Exactly, for example the path: WAN -> veth0 -> bridge{veth1,eth0,wlan0}
passes through the veth0 queue which can be set to the same rate as the WAN download, for shaping purposes.... but
wlan0 -> eth0 or eth0->wlan0 would go at full speed.
Any packet going say eth0 -> WAN or wlan0 -> WAN would go through the WAN exit queue, thereby shaping the upload
On the other hand, if you have a wired router, say eth1 on WAN and eth0 as LAN, with an AP connected as a cable... then
eth1 -> eth0
goes through the eth0 output queue and eth0 > WAN goes through the eth1 output queue, since these are the only ways traffic can travel, it fully shapes the WAN to use these two.

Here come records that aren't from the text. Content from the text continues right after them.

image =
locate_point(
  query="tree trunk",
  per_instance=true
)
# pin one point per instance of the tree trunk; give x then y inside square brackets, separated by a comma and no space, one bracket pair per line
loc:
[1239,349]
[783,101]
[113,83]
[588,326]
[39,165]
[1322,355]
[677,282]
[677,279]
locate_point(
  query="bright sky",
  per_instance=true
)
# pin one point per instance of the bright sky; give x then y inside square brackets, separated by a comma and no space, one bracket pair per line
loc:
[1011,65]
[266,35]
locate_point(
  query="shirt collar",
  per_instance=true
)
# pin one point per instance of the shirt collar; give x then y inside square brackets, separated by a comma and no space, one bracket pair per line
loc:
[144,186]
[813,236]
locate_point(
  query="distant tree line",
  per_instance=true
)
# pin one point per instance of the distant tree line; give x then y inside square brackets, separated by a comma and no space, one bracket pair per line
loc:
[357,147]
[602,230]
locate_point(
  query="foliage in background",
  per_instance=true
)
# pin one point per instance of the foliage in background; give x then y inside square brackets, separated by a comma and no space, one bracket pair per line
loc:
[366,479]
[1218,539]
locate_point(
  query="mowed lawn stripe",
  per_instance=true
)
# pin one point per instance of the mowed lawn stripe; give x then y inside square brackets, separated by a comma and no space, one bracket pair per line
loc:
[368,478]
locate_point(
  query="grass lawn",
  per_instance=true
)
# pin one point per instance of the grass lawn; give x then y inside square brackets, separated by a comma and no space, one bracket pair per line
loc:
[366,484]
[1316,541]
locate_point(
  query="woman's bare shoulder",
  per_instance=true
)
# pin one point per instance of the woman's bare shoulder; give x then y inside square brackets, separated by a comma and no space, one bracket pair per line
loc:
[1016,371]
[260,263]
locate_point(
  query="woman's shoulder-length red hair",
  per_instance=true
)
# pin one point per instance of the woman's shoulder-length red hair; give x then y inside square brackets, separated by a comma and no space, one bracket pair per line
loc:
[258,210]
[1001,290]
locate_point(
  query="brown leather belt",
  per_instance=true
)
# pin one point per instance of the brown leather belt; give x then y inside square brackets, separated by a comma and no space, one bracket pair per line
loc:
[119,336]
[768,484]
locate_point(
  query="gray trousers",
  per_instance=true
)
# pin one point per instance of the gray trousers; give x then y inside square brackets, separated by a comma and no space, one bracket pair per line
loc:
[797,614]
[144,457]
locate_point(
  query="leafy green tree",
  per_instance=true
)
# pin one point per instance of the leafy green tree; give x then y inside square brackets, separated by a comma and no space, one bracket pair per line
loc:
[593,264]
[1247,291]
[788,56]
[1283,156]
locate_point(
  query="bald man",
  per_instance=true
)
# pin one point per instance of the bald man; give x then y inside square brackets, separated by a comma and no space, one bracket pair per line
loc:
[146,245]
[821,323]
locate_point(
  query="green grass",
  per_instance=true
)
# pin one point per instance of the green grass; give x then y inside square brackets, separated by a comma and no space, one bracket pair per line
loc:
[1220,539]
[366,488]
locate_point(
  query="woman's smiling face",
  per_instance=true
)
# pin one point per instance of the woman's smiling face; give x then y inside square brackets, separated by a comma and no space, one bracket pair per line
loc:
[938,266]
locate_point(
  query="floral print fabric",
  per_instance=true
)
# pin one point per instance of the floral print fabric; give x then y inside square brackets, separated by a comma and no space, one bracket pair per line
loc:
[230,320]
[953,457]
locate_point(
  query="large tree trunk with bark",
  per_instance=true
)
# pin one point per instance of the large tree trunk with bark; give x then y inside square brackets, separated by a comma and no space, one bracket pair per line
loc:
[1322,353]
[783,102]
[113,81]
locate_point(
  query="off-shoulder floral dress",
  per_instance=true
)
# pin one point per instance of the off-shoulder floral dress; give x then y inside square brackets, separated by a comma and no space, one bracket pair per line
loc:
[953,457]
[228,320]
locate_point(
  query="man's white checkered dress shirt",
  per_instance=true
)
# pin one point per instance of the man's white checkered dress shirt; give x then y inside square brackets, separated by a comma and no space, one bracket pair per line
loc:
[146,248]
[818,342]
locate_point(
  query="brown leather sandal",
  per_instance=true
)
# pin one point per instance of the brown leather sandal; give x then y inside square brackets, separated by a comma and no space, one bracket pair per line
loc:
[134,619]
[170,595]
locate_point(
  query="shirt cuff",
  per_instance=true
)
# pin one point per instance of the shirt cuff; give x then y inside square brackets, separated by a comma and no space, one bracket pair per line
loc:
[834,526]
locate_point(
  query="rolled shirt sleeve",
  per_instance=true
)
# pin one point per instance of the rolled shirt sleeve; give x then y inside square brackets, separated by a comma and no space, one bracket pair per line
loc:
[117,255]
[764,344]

What gets tricky is if you have say a LAN and a GUEST network... now anything inbound on WAN could go out either LAN or GUEST... which makes your life hard.
The only way to solve that is to use a veth and a separate namespace... You can put the true WAN bridged to the veth0 in the other namespace, and keep the veth1 as your "apparent WAN" in the main namespace...
bridge{eth1,veth0} in namespace "prewan"
veth1 is your WAN in regular namespace....
you put shapers on veth0 and veth1 before you push veth0 into the other namespace and form the bridge...
but I don't think OpenWrt supports namespaces by default? at least it didn't a year ago or so.